A Denmark/France/Sweden coproduction, Dancer has been acquired for u.s. distribution by Fine Line Features. In Canada, Odeon Films, a unit of Alliance Atlantis Communications, will distribute in English. Film Tonic will distribute in the French-track Quebec market.
Guy Gagnon, president of Alliance Atlantis Vivafilm, says aac’s acquisition market was especially low-key this year, although the company did pick up Harry, ‘a surprising French thriller in the Hitchcock tradition.’
Lions Gate Films acquired North American rights to Ken Loach’s working-class sister drama Bread and Roses, as well as u.s. rights to Patrice Leconte’s $25-million France/Canada historical coproduction La Veuve de Saint-Pierre/The Widow of St. Pierre. Alliance Atlantis will distribute in Canada.

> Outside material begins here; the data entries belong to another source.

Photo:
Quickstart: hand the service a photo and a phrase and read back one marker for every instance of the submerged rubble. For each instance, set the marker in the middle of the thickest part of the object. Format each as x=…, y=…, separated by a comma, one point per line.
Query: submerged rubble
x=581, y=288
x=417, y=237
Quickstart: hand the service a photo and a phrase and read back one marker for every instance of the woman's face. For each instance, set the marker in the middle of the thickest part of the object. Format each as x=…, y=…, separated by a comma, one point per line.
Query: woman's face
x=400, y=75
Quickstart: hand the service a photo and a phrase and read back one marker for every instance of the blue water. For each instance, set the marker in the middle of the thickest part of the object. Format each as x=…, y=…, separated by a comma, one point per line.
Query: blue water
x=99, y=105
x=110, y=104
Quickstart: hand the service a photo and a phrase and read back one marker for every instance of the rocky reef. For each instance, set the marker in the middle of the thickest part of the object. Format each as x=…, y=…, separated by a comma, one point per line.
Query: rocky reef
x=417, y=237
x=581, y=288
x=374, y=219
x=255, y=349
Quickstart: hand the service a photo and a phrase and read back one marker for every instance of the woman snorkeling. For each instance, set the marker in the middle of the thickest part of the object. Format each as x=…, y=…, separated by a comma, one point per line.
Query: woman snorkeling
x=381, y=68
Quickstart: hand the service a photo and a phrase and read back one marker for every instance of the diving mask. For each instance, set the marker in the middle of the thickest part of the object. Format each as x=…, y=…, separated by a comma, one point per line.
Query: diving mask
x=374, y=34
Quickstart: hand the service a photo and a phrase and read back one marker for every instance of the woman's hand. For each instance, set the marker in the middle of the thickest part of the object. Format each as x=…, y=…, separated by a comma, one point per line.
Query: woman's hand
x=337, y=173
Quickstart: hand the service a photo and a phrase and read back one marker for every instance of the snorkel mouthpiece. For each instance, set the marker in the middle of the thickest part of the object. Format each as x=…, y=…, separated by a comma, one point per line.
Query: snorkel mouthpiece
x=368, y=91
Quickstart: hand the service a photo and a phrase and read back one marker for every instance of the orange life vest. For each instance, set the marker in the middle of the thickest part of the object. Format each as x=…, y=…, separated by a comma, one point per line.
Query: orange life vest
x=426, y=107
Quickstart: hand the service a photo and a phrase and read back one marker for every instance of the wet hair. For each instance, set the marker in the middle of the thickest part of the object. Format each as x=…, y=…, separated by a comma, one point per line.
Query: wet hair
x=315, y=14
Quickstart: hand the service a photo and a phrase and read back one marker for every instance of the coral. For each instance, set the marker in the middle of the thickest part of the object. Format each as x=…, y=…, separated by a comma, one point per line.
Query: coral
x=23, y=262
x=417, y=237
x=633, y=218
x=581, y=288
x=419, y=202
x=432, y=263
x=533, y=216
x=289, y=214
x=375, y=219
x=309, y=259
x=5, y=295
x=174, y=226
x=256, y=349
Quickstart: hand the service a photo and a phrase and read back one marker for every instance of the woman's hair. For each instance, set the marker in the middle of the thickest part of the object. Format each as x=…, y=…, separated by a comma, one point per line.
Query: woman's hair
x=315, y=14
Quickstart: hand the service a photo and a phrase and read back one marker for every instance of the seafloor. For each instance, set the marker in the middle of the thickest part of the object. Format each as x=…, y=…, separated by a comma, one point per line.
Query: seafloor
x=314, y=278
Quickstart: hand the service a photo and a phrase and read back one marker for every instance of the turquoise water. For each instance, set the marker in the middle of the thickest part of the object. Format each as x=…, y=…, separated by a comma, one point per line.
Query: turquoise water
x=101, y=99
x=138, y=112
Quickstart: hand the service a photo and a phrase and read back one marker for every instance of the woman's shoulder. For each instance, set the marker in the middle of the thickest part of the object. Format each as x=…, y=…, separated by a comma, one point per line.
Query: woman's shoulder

Bravo! station manager Paul Gratton didn’t acquire any product at Cannes. Instead, he screened prebought titles including Arto Paragamian’s Two Thousand and None.
‘It’s rare to find great films ready for acquisition for the North American market, although a few were picked up by Miramax. Certainly Quebec distributors were very active in picking up European films,’ says the Toronto-based broadcaster.
And while Denys Arcand’s Stardom (Alliance Atlantis) was the first Canadian movie ever selected to wrap the festival, all reports from the Cote d’Azur indicate the Canadian profile in 2000 was generally low-key. ‘It wasn’t a great year for Canadian cinema at Cannes, but we were better off than Italy and other countries [Germany, for one],’ says Gratton. ‘It’s cyclical and there’s still a lot to look forward to.’